1. A Arguida A... , Lda., tem o número de pessoa colectiva 506 040 607, encontra-se matriculada na Conservatória do Registo Comercial de Tábua, sob o mesmo número, e tem o capital social de 5.000,00 EUR, encontrando-se a sua constituição registada por Ap. 04/200050706.

2. A Arguida A... , Lda., tem como objecto social bares, hotelaria e restauração, tendo a sua sede social registada em Rua (...) , concelho de Tábua.

3. Actualmente, são sócios da sociedade Arguida os Arguidos B... e C... , cada um titular de uma quota com o valor nominal de 2.500,00 EUR (dois mil e quinhentos euros).

4. O Arguido C... é sócio desde da data de constituição da Sociedade Arguida, sendo que a essa data era único gerente registado da sociedade.

5. Em 01/01/2009, a Arguida B... adquiriu a quota representativa do capital social da Sociedade Arguida no valor nominal de 2.500,00 EUR.

6. Mediante Ap. 2/20090101, encontra-se registada alteração ao contrato de sociedade e designação de membros de órgão social, nos termos da qual a Arguida B... passou a exercer o cargo de gerente da Sociedade Arguida, sendo que a forma de vinculação desta sociedade passou a exigir a assinatura dos dois sócios gerentes.

7. Entre 01/01/2009 até Dezembro de 2010, os arguidos B... e C... dirigiram, conjuntamente, as actividades da Arguida sociedade, nomeadamente, contratação de pessoal, direcção de funcionários, representação da arguida sociedade perante terceiros, fornecedores e funcionários, pagamento de salários, entrega de recibos, retenção e entrega dos montantes retidos ao Instituto de Segurança Social, gerindo e controlando de facto a sociedade arguida.

8. A partir de data não concretamente apurada, mas não antes de Dezembro de 2010, as funções descritas no número anterior passaram a ser exclusivamente realizadas pela Arguida B... .

9. A sociedade Arguida, por intermédio dos Arguidos B... e C... , estava obrigada, no final de cada mês de prestação de trabalho efectivo, a liquidar o montante das contribuições mensais devidas pelos seus trabalhadores e gerentes ao Instituto de Segurança Social, o que estes sabiam.

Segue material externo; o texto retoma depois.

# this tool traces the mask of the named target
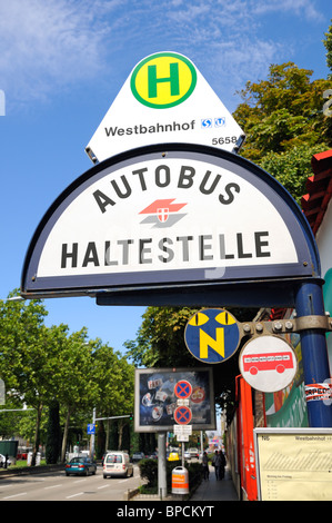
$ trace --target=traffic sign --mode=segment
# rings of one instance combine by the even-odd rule
[[[174,394],[180,399],[185,399],[190,397],[191,393],[192,386],[187,379],[181,379],[181,382],[178,382],[174,386]]]
[[[89,423],[87,428],[87,434],[95,434],[95,425],[94,423]]]
[[[292,346],[280,336],[256,336],[239,356],[240,372],[252,388],[272,393],[285,388],[296,374],[298,364]]]
[[[177,407],[174,411],[174,421],[179,423],[179,425],[188,425],[191,422],[192,413],[189,407],[180,406]]]
[[[178,436],[181,434],[185,434],[191,436],[192,434],[192,425],[173,425],[173,433]]]
[[[244,132],[192,61],[158,52],[133,68],[85,151],[95,164],[152,144],[238,151],[243,140]]]
[[[240,343],[237,319],[228,310],[202,309],[188,322],[184,341],[191,354],[204,363],[222,363],[234,354]]]

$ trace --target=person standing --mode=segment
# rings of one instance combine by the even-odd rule
[[[219,452],[220,454],[220,480],[223,480],[224,477],[224,467],[225,467],[225,457],[224,457],[224,453],[222,451]]]
[[[209,475],[210,475],[209,458],[208,458],[208,454],[205,452],[203,453],[202,464],[203,464],[203,477],[204,477],[204,480],[209,480]]]
[[[220,458],[219,452],[215,451],[213,460],[212,460],[212,466],[214,466],[214,472],[215,472],[215,480],[219,480],[219,476],[220,476],[220,465],[221,465],[221,458]]]

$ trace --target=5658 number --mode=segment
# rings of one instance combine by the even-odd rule
[[[237,144],[235,136],[222,136],[220,138],[212,138],[212,146],[222,146],[223,144]]]

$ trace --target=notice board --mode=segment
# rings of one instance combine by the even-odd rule
[[[332,428],[254,428],[260,501],[332,501]]]

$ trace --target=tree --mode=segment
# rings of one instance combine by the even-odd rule
[[[48,395],[42,367],[49,352],[43,318],[46,308],[40,300],[29,304],[1,302],[0,304],[0,369],[11,395],[36,408],[36,433],[32,465],[39,448],[41,413]]]
[[[326,38],[325,40],[323,40],[323,43],[326,49],[326,65],[331,70],[331,73],[329,75],[329,80],[332,80],[332,26],[329,27],[329,32],[325,32],[325,37]]]
[[[49,407],[48,433],[46,443],[46,461],[48,464],[58,463],[61,450],[61,430],[59,403],[52,402]]]
[[[266,80],[248,82],[233,116],[247,134],[241,155],[272,174],[299,201],[314,154],[332,147],[323,115],[328,80],[293,62],[272,65]]]

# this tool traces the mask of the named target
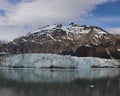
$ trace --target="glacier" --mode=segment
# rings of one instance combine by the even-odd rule
[[[120,62],[116,59],[42,53],[7,55],[0,60],[0,67],[51,68],[54,66],[62,68],[91,68],[92,66],[117,68],[120,66]]]

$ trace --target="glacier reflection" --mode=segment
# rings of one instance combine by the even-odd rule
[[[120,74],[116,69],[76,69],[76,70],[49,70],[36,68],[1,68],[0,79],[17,82],[72,82],[77,79],[113,78]]]

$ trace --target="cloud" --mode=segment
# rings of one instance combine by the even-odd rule
[[[116,0],[1,0],[0,9],[5,16],[0,16],[0,39],[3,30],[11,34],[13,31],[28,31],[24,26],[35,30],[39,26],[54,23],[77,21],[96,8],[96,5]],[[19,2],[17,2],[19,1]],[[12,29],[9,26],[14,26]],[[16,27],[17,26],[17,27]],[[18,28],[19,27],[19,28]],[[16,29],[15,29],[16,28]],[[8,29],[8,30],[7,30]],[[15,37],[15,36],[11,36]],[[6,37],[5,37],[6,38]],[[9,39],[9,36],[8,36]]]
[[[120,27],[118,27],[118,28],[110,28],[110,29],[108,29],[108,32],[110,32],[112,34],[120,34]]]

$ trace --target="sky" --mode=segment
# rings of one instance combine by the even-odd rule
[[[120,34],[119,10],[120,0],[0,0],[0,40],[70,22]]]

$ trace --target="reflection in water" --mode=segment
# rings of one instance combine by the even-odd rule
[[[0,69],[0,96],[119,96],[119,79],[119,69]]]

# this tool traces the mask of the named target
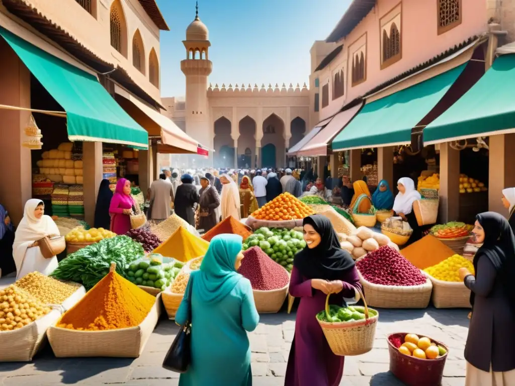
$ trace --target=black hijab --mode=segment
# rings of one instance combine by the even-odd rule
[[[474,270],[477,274],[477,262],[486,256],[497,271],[512,306],[515,307],[515,286],[511,279],[515,273],[515,237],[508,221],[499,213],[487,212],[476,216],[485,230],[485,241],[474,256]],[[470,304],[474,305],[474,295],[470,293]]]
[[[295,255],[294,266],[309,279],[337,280],[355,265],[350,254],[341,249],[336,233],[329,219],[314,215],[306,217],[302,225],[309,224],[320,235],[320,244],[313,249],[307,247]]]
[[[111,226],[109,205],[112,198],[113,192],[109,188],[109,180],[102,180],[98,188],[98,196],[95,207],[95,223],[93,226],[95,228],[109,230]]]

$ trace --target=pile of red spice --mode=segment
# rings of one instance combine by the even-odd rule
[[[391,247],[369,252],[356,263],[363,278],[384,286],[420,286],[426,282],[420,270]]]
[[[286,270],[272,260],[258,247],[249,248],[238,272],[250,281],[253,289],[270,291],[279,289],[289,282]]]
[[[219,222],[201,236],[207,241],[211,241],[211,239],[222,233],[230,233],[239,235],[245,240],[251,234],[252,230],[242,224],[232,216],[230,216],[221,222]]]

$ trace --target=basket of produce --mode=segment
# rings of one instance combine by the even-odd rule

10. A sociedade Arguida assumindo-se como mero substituto tributário, funcionava como um depositário das importâncias pagas pelos colaboradores e que lhes foram por esta retidas e descontadas, com a obrigação de as entregar nos cofres das Instituições de Segurança Social nos prazos regulados por lei, facto que os arguidos B... e C... conheciam.

11. A sociedade Arguida, por intermédio dos arguidos B... e C... , estava obrigada a entregar todos os valores retidos a título de cotizações ao Instituto da Segurança Social, mensalmente e até ao dia 15 do mês seguinte àquele a que as contribuições dissessem respeito, facto que estes conheciam.

12. Os arguidos B... e C... , no âmbito das suas funções de gerência na arguida sociedade, entre os meses de Fevereiro de 2009 ao mês de Dezembro de 2010, procederam, em nome desta, ao desconto mensal prévio nas remunerações salariais pagas aos seus trabalhadores e ao gerente C... do valor das cotizações devidas ao Instituto de Segurança Social.

13. A Arguida B... , no âmbito das suas funções de gerência na arguida sociedade, entre Dezembro de 2010 a Dezembro de 2011, procedeu, em nome desta, ao desconto mensal prévio nas remunerações salariais pagas aos seus trabalhadores do valor das cotizações devidas ao Instituto de Segurança Social.

14. Por decisão tomada pelos Arguidos B... e C... , nem a sociedade Arguida, nem os primeiros Arguidos, procedeu à entrega ao Instituto de Segurança Social dos valores retidos e liquidados a título de cotizações das remunerações dos trabalhadores e membros de órgãos sociais, no prazo legalmente estipulado, ou seja, até ao dia 15 do mês seguinte àquele a que respeitam.

15. Nem o fizeram nos noventa dias volvidos sobre essa data, nem o fizeram até à presente data.

16. Nem, ainda, quando foram notificados pelo Instituto de Segurança Social para, em 30 dias, procederem ao pagamento dos montantes em falta, acrescida dos valores dos juros respectivos e da coima aplicável.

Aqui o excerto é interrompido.